Figures
Abstract
Giardia lamblia is a common intestinal parasitic infection that although often acutely asymptomatic, is associated with debilitating chronic intestinal and extra-intestinal sequelae. In previously healthy adults, a primary sporadic Giardia infection can lead to gut dysfunction and fatigue. These symptoms correlate with markers of inflammation that persist well after the infection is cleared. In contrast, in endemic settings, first exposure occurs in children who are frequently malnourished and also co-infected with other enteropathogens. In these children, Giardia rarely causes symptoms and associates with several decreased markers of inflammation. Mechanisms underlying these disparate and potentially enduring outcomes following Giardia infection are not presently well understood. A body of work suggests that the outcome of experimental Giardia infection is influenced by the nutritional status of the host. Here, we explore the consequences of experimental Giardia infection under conditions of protein sufficiency or deficiency on cytokine responses of ex vivo bone marrow derived dendritic cells (BMDCs) to endotoxin stimulation. We show that BMDCs from Giardia- challenged mice on a protein sufficient diet produce more IL-23 when compared to uninfected controls whereas BMDCs from Giardia challenged mice fed a protein deficient diet do not. Further, in vivo co-infection with Giardia attenuates robust IL-23 responses in endotoxin-stimulated BMDCs from protein deficient mice harboring enteroaggregative Escherichia coli. These results suggest that intestinal Giardia infection may have extra-intestinal effects on BMDC inflammatory cytokine production in a diet dependent manner, and that Giardia may influence the severity of the innate immune response to other enteropathogens. This work supports recent findings that intestinal microbial exposure may have lasting influences on systemic inflammatory responses, and may provide better understanding of potential mechanisms of post-infectious sequelae and clinical variation during Giardia and enteropathogen co-infection.
Author summary
Giardia is a leading cause of gut infection worldwide, with wide variation in acute symptoms. Giardia infection in non-endemic regions has also been associated with debilitating chronic intestinal and extra-intestinal sequelae, such as irritable bowel syndrome, often occurring weeks or months after exposure and after the parasite has cleared. Mechanisms underlying how Giardia results in an increased risk of chronic intestinal and extra-intestinal sequelae are not currently well understood. However, an emerging body of research suggests that intestinal microbial exposures may have long term influences on inflammatory cytokine production from innate immune cells, and that this process may help explain persistent inflammatory responses following pathogen infection. We therefore hypothesized that Giardia infection could alter innate immune system cells to be more pro-inflammatory. In this work we demonstrate that Giardia exposure in a murine model changes the inflammatory profile of bone marrow derived innate immune cells in in a diet dependent manner and in response to bacterial stimuli. These data suggest that Giardia infection might alter the responsiveness of innate immune cells to other infectious agents or natural products of the host microbiota such as endotoxin. This work may therefore provide better understanding of potential immune mechanisms underlying gut dysfunction following traveler’s diarrhea, as well as variation in disease severity in endemic regions.
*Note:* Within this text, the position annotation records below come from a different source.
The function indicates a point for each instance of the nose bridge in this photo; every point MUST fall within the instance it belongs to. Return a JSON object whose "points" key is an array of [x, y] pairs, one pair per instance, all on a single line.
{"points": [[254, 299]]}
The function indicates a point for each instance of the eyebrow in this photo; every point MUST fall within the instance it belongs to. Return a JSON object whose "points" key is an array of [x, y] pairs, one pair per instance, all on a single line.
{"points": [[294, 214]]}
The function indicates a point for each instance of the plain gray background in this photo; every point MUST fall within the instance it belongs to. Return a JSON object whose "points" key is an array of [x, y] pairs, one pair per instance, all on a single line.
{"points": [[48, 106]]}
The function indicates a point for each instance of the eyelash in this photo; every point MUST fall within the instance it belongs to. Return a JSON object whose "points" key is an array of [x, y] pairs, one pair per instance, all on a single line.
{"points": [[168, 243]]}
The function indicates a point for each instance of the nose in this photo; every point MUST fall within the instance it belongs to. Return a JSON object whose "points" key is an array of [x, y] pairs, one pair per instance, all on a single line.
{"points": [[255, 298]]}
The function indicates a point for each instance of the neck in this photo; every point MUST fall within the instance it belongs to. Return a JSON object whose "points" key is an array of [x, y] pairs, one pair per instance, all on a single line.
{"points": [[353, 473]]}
Citation: Burgess SL, Oka A, Liu B, Bolick DT, Oakland DN, Guerrant RL, et al. (2019) Intestinal parasitic infection alters bone marrow derived dendritic cell inflammatory cytokine production in response to bacterial endotoxin in a diet-dependent manner. PLoS Negl Trop Dis 13(7): e0007515. https://doi.org/10.1371/journal.pntd.0007515
Editor: Alessandra Morassutti, PUCRS, BRAZIL
Received: November 1, 2018; Accepted: June 4, 2019; Published: July 1, 2019
Copyright: © 2019 Burgess et al. This is an open access article distributed under the terms of the Creative Commons Attribution License, which permits unrestricted use, distribution, and reproduction in any medium, provided the original author and source are credited.
Data Availability: All relevant data are within the manuscript and its Supporting Information files.
Funding: Work supported by National Institutes of Health National Institute of Allergy and Infectious Diseases Grants K08AI108730 (LB) and 1R21AI130700 (SLB), and University of Virginia, Office of the VP for Research, New Horizons Travel Award (SLB). The funders had no role in study design, data collection and analysis, decision to publish, or preparation of the manuscript.
Competing interests: The authors have declared that no competing interests exist.
Introduction
Giardia lamblia is one of the most commonly reported intestinal parasitic infections worldwide [1–3]. Exposure results in a wide spectrum of outcomes, ranging from asymptomatic colonization, to acute or chronic diarrhea. Increasingly, post-infectious sequelae have been observed that include development of conditions that may be associated with altered inflammatory profiles [4,5] such as irritable bowel syndrome and chronic fatigue syndrome [6–11]. Mechanisms that might account for the broad range of clinical manifestations of giardiasis are poorly understood. However, there appear to be patterns of clinical and post-infectious outcomes that associate with global regions of high and low enteropathogen burden and malnutrition. Giardia infection outbreaks in adults in resource-abundant regions, including the USA [3] and Norway [10,12], increase risk for post-infectious irritable bowel syndrome (IBS) [3], duodenitis [10,11], persistent elevation of fecal calprotectin [12], and even lingering elevations in serum sCD14 [3,12]. In children living in resource-limited endemic settings with a high prevalence of recurrent and persistent infection, however, Giardia does not associate with diarrhea or routine markers of intestinal inflammation [2,13,14]. Rather, in these children who often have restricted dietary protein intake, Giardia associates with increased intestinal permeability, but decreased levels of myeloperoxidase (MPO). Also, in endemic settings, Giardia infection is associated with decreased levels of the serum inflammatory mediator CRP [2,13,15,16]. These diminished markers of inflammation associate with Giardia infection in endemic areas despite the presence of other potentially pro-inflammatory co-enteropathogen exposures such as enteroaggregative Escherichia coli (EAEC) [17].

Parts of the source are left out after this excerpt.